Serra dos Candeeiros, Porto de Mós. 8 de maio de 2019

Saio de Porto de Mós e inicio de imediato a subida à serra dos Candeeiros, pelo lado norte. Atingindo as cotas mais elevadas, deixa de haver desníveis relevantes. A paisagem é tranquila e o caminhar também. Ao fim do dia chego ao Cabeço Gordo e deste desço para o Arco da Memória, que evoca os domínios agrários da Abadia de Alcobaça. Irei pernoitar nas proximidades do Moinho da Portela. Estou também, de novo, com torres eólicas por perto. Não chovera durante toda a tarde.

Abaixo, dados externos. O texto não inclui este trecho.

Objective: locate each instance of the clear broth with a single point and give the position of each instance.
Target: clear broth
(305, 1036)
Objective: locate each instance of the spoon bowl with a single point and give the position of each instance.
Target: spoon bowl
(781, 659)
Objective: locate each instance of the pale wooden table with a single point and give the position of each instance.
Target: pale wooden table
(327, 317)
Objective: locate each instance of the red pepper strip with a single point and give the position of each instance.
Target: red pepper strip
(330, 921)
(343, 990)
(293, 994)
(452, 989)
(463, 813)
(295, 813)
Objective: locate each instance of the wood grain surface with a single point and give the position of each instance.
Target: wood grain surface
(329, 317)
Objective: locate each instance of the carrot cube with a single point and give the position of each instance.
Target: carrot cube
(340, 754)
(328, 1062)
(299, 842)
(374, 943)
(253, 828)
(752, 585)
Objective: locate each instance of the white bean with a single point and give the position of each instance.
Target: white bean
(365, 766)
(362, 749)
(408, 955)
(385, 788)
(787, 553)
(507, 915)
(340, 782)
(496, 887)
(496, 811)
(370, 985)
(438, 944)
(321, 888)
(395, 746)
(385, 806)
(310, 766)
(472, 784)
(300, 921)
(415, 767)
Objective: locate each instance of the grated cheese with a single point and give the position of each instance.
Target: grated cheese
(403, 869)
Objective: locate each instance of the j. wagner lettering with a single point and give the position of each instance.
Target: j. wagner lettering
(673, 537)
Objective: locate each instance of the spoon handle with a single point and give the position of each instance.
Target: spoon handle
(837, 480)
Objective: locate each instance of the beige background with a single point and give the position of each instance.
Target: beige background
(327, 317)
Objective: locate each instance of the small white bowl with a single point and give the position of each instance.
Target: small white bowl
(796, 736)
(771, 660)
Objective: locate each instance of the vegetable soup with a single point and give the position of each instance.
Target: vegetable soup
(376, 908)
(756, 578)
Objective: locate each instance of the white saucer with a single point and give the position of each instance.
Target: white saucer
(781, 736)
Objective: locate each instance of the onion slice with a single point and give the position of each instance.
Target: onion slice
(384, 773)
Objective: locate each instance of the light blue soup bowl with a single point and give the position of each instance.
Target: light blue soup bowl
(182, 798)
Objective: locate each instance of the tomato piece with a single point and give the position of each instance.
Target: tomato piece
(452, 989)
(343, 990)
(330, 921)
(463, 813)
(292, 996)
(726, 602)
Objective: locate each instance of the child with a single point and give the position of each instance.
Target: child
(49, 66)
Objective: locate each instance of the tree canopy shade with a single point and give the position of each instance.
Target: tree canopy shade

Quando monto a tenda tenho tudo seco.
Arco da Memória, Serra dos Candeeiros, Porto de Mós. 8 de maio de 2019

Serra dos Candeeiros, Porto de Mós. 8 de maio de 2019



Dia: 2019/05/08, quarta-feira
Lugar referência: Porto de Mós
Pernoita: Serra dos Candeeiros
Quilómetros percorridos: 32,5
Quilómetros acumulados: 384,6
Concelhos atravessados: Batalha; Porto de Mós; Alcobaça
Cartas militares: 308; 318; 317
Fotografia inicial: dg901467, 06h36
Fotografia final: dg901907, 20h17
Duração trabalho fotográfico: 13h41
Fotografias: 441
Somatório fotografias: 5124
Fotografias selecionadas: 105 (23,81%)

1 comentário:

  1. Bela e sensata a tua defesa da cidade infinita, onde foi possível construir, resumindo, a civilização tal como a conhecemos. O objetivo agora será a construção de novas utopias dentro dos seus limites. E neste aspeto a arquitectura é um instrumento vital dessa possível transformação. O problema da requalificação das cidades é o seu legado, as suas estruturas, o seu ordenamento atual. O que fazer com ele ? Talvez seja mais fácil mudar primeiro o homem. E se ele mudar, tudo muda, mesmo que essa mudança profunda seja apenas uma nova consciência do real. E quantas oportunidades nascerão ? Muitas, decerto. Porém, também a consciência dos homens tem um legado, uma estrutura de valores que foram sedimentados através nos anos, dos séculos. Precisamos por isso também de novos arquitetos do pensamento.